Setting up your company shares structure
If you are just in the beginning of a company formation and planning on distributing shares among shareholders, you should have a strategy and get every preparitorial aspect in line.
You should definitely pass a Resolution of Directors on issuing uncertified shares. I’m a big fan of this. You do not need to keep paper (physical) shares and can issue electronic shares.
If you set up a company, you need to decide what would be the value of your shares. Par Value is not a market price or accounting price as you have not yet started the business; therefore you need to set a value of the shares before you issue them. Par Value is the lowest amount for which a share of stock can be sold by the company. Most entrepreneurs keep the value of the share as low as possible in order not to pay high taxes. We recommend keeping the Par Value as low as $.0001, in this way you can pay far less for Franchise Tax. If you decide to have higher Par Value, your future employees will have to pay more for the shares. There is no reason to have higher Par Value share as this is the beginning and you try to minimize any financial burdens.

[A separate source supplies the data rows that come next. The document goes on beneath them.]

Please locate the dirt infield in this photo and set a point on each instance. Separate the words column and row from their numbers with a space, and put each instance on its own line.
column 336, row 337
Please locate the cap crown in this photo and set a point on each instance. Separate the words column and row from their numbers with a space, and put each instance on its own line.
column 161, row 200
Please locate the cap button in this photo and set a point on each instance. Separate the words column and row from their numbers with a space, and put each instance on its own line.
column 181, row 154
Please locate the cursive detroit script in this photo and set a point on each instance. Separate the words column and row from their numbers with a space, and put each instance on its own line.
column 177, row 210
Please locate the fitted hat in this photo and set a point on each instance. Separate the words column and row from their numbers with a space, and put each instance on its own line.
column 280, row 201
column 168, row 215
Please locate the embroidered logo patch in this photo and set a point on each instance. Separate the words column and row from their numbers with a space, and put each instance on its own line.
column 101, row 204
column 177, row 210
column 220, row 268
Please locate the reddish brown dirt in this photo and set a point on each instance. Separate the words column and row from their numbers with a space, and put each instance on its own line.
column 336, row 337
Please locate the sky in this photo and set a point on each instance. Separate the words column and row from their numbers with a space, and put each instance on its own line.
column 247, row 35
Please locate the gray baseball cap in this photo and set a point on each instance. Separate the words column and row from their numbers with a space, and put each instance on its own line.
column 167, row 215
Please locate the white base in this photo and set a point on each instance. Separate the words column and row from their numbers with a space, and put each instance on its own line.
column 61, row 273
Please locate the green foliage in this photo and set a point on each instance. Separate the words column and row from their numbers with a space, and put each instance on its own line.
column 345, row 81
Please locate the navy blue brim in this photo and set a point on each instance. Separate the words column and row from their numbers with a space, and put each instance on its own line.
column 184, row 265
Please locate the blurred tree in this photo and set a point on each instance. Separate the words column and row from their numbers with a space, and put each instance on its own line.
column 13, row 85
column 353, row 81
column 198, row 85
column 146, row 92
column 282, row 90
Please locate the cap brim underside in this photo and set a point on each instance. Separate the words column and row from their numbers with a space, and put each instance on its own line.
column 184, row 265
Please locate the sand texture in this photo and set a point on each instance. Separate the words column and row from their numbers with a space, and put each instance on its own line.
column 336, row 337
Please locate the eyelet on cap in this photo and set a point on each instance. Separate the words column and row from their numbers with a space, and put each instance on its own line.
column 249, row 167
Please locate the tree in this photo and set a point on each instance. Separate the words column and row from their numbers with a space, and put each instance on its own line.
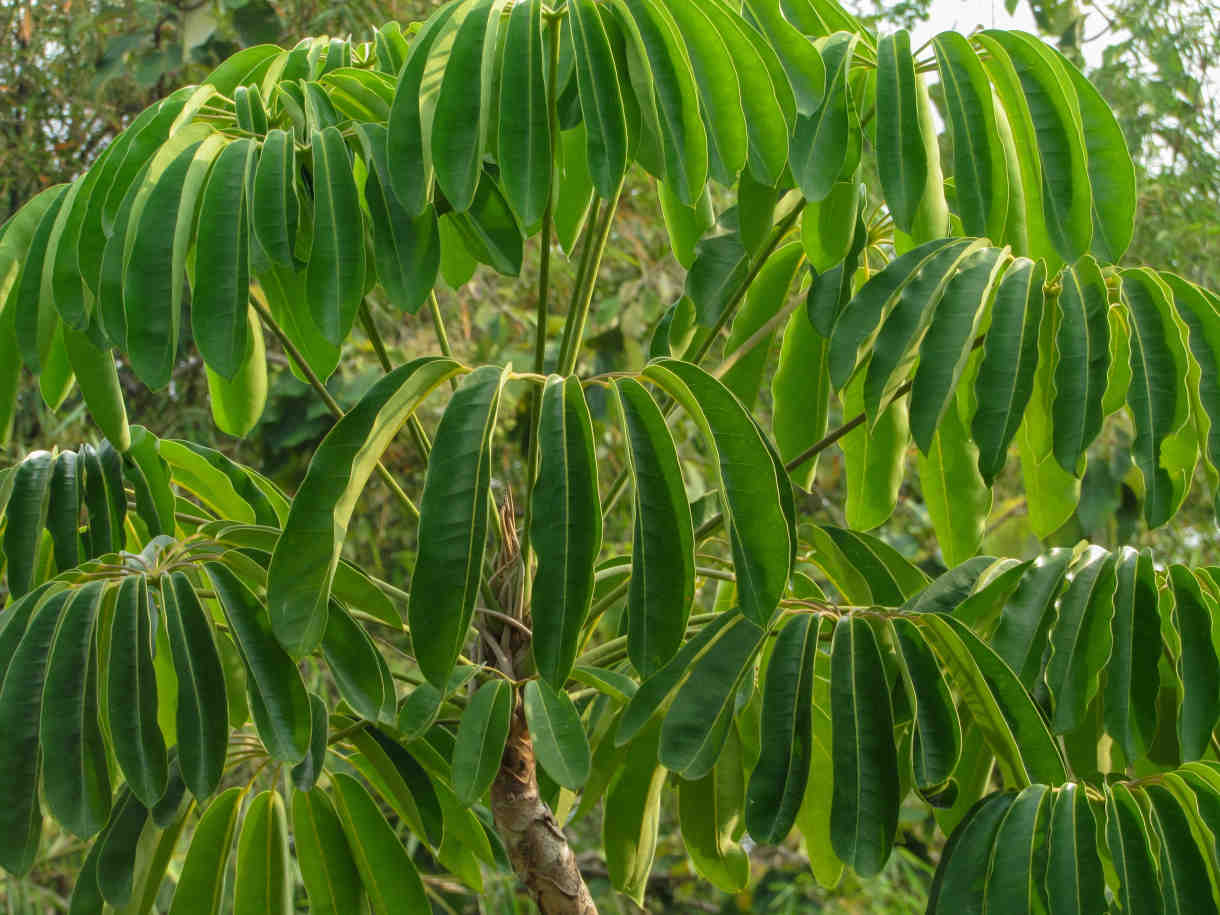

Many of our startups set up the price as low as $.0001. If you decide to set up an Incentive Plan for your employees, you will have to set up the share price prior to incorporation.
10,000,000 Authorized Shares is the number for any startup planning on raising money from investors or having an Incentive plan for employees.
Before we start going deeper into this subject, please remember that the Franchise Tax might be one of the biggest surprises if you set up your Par Value high and multiply it by the authorized shares, this might trigger a higher Franchise Fax to be paid to the State of Delaware.
First of all, what are Authorized Shares? Authorized Shares are total shares which have been approved by the founder(s) prior to incorporating a company. It’s like approving a budget for how much money you can spend on a particular project. Once you have that number, you know how many shares you have that can be distributed among founders, employees, third parties (lawyers, advisors, consultants, accountants, etc.) or investors. You can also keep all shares for yourself; however, this is not the classical founding model here in Silicon Valley.
From the technical point of view, before you set up your company, you need to know the number of shares you will authorize. This is a must. The Shareholders Resolution will stipulate how many shares are going to be authorized. Once you authorize any shares, that is your company stock of shares. If you have authorized 10,000,000 shares, you can issue them to yourself, employees, third-parties or investors.
Now, you can issue shares and prepare Classes Of Shares
So how do you calculate the percentage of shareholders? If you authorize shares, it doesn’t mean that you have allotted them. You calculate the share percentage just on the basis of issued shares.
You have authorized 10,000,000 shares
You issue 5,000,000 shares which are regarded as 100% of the all issued shares, and 2 founders keep 60% of shares in the company (3,000,000 I&II Founder Shares / 5,000,000 total issued shares)
- 1,500,000 shares to I Founder (30% ownership)
- 1,500,000 shares to II Founder (30% ownership)
- 500,000 shares issued to employees (10% ownership)
- 1,500,000 shares issued to Investor (30% ownership)
You can issue more shares; however, please be reminded that you might end up paying a higher Franchise Tax. In the case of the Delaware company, you need to keep in mind how that will affect your tax bill. You can check this out on the website of State of – the Delaware Franchise Tax Calculator.
What happens with Unissued Shares? Well, there is nothing wrong if you don’t use up all company shares, you can keep them for future employees or investors. You are not required to issue all of them. Authorized Shares don’t vanish or expire.
Class of Shares
As you have authorized shares, you know that 3,000,000 shares are already issued to investors. However, you will need to also issue shares for your employees.
It is like filling out a basket with Eggs: You need to understand the size of the basket. If you authorize 10,000,000 shares, you should be able to reserve 1,500,000 shares for your employees. You might also give a name to these shares such as “Stars Program.” So now you know that 1,500,000 shares are untouchable, waiting for the employees.
Here is a perfect example, Employees Incentive Plan.
This is the most important part of any Tech-Startup. As there is a lack of capital in any startup, you might be offering equity to the employees in the form of bonuses or employees compensation. We call it Employees Incentive Plan. Every company understands the attraction of top talent, and this might be the way of how you can attract top people for your company and compensate them while at the same time bootstrapping.
If you raise any funds, you might call that class of shares the Seed Round. A Round is mostly referred to as Venture Capital Investment Class Of Shares.
You might also think of naming another class of shares, third-party providers “Rewards.” If you are running a low-cost startup, some of the third party providers might accept compensation in equity. Lawyers or any Consultants might accept company equity as part of their pay and work with you in this way.